Quantcast
Slogans shouted at Charlottesville may not be protected speech – Metro US

Slogans shouted at Charlottesville may not be protected speech

unprotected speech charlottesville white supremacists

First Amendment experts say that epithets and slogans chanted by white supremacists at Charlottesville last weekend may have crossed the line into unprotected speech, Vox is reporting.

In 1942, the Supreme Court ruled that “fighting words” are not protected under the First Amendment. The justices defined fighting words as “those which by their very utterance inflict injury or tend to incite an immediate breach of the peace.” General terms that are anti-Semitic and anti-immigrant don’t meet the definition, but some experts say that when right-wing demonstrators used “n**ger” and “faggot,” they can be interpreted as fighting words because a reasonable person could be expected to retaliate.

“The most extreme of last weekend’s outrageous utterances in Charlottesville would be easy to deem unprotected,” Robert O’Neill, a First Amendment scholar and former director of the Thomas Jefferson Center for the Protection of Free Expression at the University of Virginia, told Vox.
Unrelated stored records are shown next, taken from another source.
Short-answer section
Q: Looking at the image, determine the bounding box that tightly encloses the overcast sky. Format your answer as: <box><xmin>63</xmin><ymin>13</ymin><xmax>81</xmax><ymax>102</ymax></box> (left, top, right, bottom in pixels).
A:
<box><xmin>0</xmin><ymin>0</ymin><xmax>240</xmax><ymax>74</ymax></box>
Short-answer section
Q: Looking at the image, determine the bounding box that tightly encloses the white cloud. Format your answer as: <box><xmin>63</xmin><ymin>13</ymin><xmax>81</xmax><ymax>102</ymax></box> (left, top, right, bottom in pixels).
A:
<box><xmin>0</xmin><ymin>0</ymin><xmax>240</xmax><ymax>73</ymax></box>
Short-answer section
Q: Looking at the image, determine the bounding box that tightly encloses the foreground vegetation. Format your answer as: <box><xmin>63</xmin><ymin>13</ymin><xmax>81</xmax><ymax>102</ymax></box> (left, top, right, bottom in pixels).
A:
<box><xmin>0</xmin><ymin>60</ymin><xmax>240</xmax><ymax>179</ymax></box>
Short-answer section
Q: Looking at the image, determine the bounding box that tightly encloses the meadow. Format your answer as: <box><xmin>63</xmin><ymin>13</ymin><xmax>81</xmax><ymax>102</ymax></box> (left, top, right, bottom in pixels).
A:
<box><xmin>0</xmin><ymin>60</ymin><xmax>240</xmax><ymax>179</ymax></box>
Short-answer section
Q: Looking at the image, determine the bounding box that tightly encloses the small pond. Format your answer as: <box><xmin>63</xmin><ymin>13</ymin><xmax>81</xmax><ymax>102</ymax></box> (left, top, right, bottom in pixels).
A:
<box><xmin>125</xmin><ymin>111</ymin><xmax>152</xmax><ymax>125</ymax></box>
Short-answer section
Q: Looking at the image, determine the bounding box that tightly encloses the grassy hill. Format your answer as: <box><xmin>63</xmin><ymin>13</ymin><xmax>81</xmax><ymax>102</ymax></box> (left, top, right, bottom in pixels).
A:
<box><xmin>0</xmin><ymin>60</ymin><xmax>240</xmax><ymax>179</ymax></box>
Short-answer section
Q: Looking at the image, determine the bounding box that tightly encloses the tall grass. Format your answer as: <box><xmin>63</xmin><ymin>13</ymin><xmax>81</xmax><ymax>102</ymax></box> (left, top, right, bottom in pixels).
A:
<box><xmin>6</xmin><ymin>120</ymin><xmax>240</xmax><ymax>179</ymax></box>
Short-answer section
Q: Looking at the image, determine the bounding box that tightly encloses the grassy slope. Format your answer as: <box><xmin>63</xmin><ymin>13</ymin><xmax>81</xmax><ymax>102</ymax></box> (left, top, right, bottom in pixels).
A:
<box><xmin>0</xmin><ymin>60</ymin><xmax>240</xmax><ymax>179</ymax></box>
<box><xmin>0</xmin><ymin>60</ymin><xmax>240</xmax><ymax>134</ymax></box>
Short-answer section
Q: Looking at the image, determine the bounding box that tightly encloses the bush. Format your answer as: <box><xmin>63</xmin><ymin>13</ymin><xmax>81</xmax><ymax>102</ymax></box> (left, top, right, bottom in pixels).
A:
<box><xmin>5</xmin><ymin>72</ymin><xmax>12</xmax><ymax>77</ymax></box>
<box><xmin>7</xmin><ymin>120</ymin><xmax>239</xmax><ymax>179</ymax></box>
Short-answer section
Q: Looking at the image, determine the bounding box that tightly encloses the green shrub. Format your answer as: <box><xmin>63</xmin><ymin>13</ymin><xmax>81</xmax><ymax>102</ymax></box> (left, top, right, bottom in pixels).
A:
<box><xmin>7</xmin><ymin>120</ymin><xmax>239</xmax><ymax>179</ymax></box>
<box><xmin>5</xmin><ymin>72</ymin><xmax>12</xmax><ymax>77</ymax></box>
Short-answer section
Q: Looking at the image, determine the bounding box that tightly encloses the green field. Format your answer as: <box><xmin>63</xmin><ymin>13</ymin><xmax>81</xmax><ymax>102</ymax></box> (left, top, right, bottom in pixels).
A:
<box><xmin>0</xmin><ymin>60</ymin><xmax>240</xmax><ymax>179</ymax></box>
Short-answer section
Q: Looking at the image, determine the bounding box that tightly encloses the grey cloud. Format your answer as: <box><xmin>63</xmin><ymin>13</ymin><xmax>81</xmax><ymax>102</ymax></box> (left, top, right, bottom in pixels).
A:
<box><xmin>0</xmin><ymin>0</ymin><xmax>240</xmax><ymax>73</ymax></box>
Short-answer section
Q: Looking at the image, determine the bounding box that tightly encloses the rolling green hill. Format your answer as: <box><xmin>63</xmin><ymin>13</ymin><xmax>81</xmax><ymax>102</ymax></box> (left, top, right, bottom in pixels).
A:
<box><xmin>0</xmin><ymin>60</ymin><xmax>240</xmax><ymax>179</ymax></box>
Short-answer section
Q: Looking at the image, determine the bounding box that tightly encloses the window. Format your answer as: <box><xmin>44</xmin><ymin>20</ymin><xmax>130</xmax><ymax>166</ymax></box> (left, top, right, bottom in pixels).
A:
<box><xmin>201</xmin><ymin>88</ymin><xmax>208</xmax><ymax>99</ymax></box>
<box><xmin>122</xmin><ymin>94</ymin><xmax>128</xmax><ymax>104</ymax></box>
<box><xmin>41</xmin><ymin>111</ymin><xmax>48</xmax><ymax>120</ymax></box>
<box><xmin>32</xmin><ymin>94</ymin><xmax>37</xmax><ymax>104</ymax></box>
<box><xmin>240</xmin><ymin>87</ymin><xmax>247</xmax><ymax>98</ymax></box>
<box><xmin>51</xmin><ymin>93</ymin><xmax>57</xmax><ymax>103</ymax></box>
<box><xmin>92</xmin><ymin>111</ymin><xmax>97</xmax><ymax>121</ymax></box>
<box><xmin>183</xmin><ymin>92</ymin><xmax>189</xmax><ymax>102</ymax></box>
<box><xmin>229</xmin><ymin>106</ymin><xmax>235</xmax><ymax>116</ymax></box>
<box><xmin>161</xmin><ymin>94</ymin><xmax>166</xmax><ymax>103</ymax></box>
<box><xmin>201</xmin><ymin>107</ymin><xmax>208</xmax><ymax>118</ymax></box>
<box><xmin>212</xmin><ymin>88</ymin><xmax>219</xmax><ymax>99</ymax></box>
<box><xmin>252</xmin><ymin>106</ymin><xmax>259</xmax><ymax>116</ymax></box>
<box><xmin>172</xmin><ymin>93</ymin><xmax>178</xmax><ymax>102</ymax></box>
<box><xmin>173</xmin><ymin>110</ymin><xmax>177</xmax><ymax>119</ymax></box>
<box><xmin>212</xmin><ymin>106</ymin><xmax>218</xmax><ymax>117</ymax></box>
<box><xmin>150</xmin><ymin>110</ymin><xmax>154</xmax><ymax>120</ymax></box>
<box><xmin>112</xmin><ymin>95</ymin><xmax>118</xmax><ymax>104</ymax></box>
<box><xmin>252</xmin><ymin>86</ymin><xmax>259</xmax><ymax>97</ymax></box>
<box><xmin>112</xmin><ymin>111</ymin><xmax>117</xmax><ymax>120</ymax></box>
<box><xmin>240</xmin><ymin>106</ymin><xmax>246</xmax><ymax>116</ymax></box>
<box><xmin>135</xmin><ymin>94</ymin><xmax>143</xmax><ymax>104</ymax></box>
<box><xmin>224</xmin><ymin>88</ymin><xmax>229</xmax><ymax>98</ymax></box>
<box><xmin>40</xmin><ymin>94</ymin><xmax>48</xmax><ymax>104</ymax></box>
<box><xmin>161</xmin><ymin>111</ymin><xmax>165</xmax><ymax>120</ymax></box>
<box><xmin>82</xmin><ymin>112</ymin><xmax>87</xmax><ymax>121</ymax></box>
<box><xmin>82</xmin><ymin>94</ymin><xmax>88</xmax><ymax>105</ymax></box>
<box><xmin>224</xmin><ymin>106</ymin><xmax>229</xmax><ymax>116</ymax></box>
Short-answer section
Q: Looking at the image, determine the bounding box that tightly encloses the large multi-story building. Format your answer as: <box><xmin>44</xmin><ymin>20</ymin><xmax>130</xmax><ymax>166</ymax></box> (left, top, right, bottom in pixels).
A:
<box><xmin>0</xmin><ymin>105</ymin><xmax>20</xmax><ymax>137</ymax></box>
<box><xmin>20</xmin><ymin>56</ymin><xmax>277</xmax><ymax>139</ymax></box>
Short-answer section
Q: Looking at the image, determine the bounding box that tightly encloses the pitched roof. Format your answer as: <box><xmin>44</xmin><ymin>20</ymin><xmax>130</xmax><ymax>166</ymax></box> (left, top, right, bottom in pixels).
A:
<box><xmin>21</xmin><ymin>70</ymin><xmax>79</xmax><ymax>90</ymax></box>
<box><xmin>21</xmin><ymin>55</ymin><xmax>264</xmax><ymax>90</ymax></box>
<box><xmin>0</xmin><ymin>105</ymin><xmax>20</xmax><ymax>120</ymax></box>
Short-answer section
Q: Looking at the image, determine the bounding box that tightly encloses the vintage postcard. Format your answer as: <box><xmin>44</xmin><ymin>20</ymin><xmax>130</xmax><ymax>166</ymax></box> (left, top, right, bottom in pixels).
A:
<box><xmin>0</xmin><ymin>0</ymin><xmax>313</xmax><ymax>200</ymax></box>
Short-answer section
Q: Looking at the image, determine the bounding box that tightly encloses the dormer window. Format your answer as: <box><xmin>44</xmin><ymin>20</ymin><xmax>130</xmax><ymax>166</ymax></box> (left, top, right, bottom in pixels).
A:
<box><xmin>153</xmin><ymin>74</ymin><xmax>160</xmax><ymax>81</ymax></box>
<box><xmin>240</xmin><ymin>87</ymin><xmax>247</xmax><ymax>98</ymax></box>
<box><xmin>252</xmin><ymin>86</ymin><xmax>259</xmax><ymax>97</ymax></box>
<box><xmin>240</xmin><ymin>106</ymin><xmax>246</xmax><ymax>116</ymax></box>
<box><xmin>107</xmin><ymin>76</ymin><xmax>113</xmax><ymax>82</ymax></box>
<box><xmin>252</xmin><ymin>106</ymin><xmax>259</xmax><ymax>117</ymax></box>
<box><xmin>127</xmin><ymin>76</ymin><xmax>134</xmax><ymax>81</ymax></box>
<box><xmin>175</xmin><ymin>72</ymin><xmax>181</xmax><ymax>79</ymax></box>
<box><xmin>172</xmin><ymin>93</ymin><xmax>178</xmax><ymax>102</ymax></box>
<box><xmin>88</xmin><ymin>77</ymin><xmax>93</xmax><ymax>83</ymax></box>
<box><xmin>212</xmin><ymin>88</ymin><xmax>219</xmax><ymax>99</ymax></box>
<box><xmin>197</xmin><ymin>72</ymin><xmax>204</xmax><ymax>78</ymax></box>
Some chants heard during Friday night’s rally included “One people, one nation, end immigration,” “Jews will not replace us” and “White lives matter.” But journalists reported hearing more specific epithets such as “Go back to Africa” and “F*ck you, faggots.” A HuffPost reporter captured the latter on video:

 

Those may not be protected forms of speech. “You could make the case that it was an insulting epithet, obviously a slur and racist comment that would provoke someone to retaliate,” said Caroline Mala Corbin, a constitutional law professor at the University of Miami.

Slogans shouted at public demonstrations can muddy the waters, because demonstrators could contend that their slurs weren’t directed at a particular person, but “Most fighting-words cases involve one-on-one, face-to-face insults,” said David Hudson, a First Amendment expert and law professor at Vanderbilt University.

Several court cases offer precedent, reports Vox: In 2001, a man called a woman the n-word and threw an empty soda can at her in public; an Arizona appeals court found this was not protected speech. In 2003, a Wisconsin court made the same ruling after a woman on a nude beach was called a “whore,” “harlot” and “Jezebel.”

In 2010, a North Dakota court ruled against a teen who called a black girl the n-word at a dance and again at a restaurant. The defendant’s attorney argued that saying the n-word was not a crime. Although the First Amendment protects use of the epithet, said the court, “an objectively reasonable person would find the totality of [the defendant’s] statements constituted explicit and implicit threats that were likely to incite a breach of the peace or violent reaction and alarm the listener.”